Périscopages 2006 - Jochen Gerner etc.
entretien Sébastien Lumineau / L.L. de Mars
entretien Lumineau/de Mars
Exposition Jochen Gerner à l'Orangerie du Thabor
S. Lumineau:  (rires) Non mais c’est vrai, il est pas... Il est pas mauvais, il est pas bon... Enfin, voilà. Voilà c’est pas... Quelque chose qui va m’intéresser vraiment. Après, je préfère largement le « Livret de phamille » de Menu. Par exemple. Ça, ouais. Ou, euh, Chester Brown, «I never liked you», très bien. Enfin... Parce que c’est... C’est, c’est agencé sous une autre forme, en fait. «I never liked you»,  il y a une, une rythmique au niveau des pages, au niveau des silences, etc. que je trouve vraiment très très bien. Je, je sais pas trop, je sais pas trop quoi dire là-dessus. C’est... Est-ce que c’est utile... Comment dire ? Les oeuvres marquantes, c’est — que ce soit autobiographique ou non — c’est des oeuvres marquantes, quoi. Moi j’arrive pas trop à poser la question de... Pour moi le contrat avec le lecteur de toutes façons il existe en permanence...

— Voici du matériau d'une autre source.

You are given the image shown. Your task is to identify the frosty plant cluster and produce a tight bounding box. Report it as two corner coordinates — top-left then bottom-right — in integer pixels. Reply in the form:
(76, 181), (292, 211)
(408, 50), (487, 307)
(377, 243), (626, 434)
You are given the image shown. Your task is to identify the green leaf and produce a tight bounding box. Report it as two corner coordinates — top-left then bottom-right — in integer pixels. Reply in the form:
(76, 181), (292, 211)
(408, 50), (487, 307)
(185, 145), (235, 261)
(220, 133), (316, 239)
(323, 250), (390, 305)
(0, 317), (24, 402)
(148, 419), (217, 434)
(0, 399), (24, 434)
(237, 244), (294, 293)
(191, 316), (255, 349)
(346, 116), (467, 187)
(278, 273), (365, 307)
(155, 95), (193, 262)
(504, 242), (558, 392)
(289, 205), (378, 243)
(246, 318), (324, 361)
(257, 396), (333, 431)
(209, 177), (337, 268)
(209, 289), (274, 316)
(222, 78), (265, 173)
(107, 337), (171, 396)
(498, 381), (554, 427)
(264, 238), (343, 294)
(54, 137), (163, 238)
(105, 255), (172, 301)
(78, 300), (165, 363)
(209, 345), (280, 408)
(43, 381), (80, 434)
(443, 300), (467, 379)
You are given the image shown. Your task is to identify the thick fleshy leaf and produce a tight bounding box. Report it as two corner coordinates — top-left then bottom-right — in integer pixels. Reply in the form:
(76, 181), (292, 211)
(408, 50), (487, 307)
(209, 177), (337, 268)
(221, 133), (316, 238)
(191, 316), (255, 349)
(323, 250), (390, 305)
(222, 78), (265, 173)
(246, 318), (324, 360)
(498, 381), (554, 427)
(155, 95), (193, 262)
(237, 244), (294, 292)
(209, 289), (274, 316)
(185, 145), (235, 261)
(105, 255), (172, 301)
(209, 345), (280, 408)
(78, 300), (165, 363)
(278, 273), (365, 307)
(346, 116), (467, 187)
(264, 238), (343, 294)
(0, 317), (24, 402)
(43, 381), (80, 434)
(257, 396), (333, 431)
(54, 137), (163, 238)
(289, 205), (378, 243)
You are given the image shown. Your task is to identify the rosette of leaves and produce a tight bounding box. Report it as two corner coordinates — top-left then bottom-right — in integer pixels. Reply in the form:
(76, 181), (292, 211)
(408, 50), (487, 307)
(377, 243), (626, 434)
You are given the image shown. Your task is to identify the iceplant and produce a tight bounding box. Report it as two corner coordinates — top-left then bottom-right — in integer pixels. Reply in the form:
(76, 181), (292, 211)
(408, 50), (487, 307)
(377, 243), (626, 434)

L.L. de Mars:  On est quand même à peu près d’accord sur

S. Lumineau: ... Et que faussé ou pas faussé, prrt.

L.L. de Mars:  C’est pas qu’il soit faussé qui m’ennuie à mourir, ce qui m’ennuie à mourir c’est qu’il soit préétabli. Qu’ils balise. Et que ce soit dans l’air du temps. Un jeu de conventions. Avec un effet retard. S’il n’y a pas d’inconnu, pour moi, s’il n’y a pas une part de risque d’aller dans une direction inconnue, proposer des situations auxquelles on ne soit pas préparé, ça m’ennuie d’emblée. J’en ai vraiment en rien à secouer. L’autobiographie n’est pas rien. C’est déjà une notion, chargée, chargée d’histoire, chargée de nombreux livres, etc. et qui s’alourdit de conventions livre après livre. Un ensemble de signes émis qui nous disent quelque chose que l’on sait déjà. Emprunter ce chemin, c’est emprunter cette collection de signes. Jouer, si tu veux, de ce système de représentations et de ce qu’il implique. C’est ça, moi qui me crispe. Ce qui me crispe d’autant plus que, c’est qu’au fond, les dessinateurs de bandes dessinées ne se sont jamais intéressés aux autres formes de l’invention littéraire. Il y a que toutes les... toutes les grandes transformations de l’écriture en Europe et aux États-Unis — à part peut-être Barbier qui s’est vraiment plongé dans Burroughs et dans cette écriture très urbaine des Américains, le cut-up — toutes ces grandes transformations semblent avoir complètement inintéressé les dessinateurs de bandes dessinées, et là... On touche peut-être à la chose la plus superstitieuse du monde, c’est-à-dire l’autobiographie comme collection de signes, et paf!, là d’un seul coup ça les intéresse terriblement. C’est ce qu’il y a de plus... Complaisant finalement... Et euh... Parce que ça joue beaucoup sur les rapports affectifs, et l’enfantillage du secret, et que d’un seul coup on toucherait à une certaine proximité, à une certaine lumière gagnée d’avance de la proximité, et voilà, là, on a notre cohorte de dessinateurs qui dandinent amoureusement derrière la littérature... Tout le reste, toutes les grandes aventures de la littérature, les auteurs de bandes dessinées les ont... Prrt... Royalement ignorées, ils s’en foutent éperdument. Ça aussi c’est quelque chose qui... Pour moi, fait preuve soit d’un manque de curiosité, soit d’un authentique opportunisme généralisé.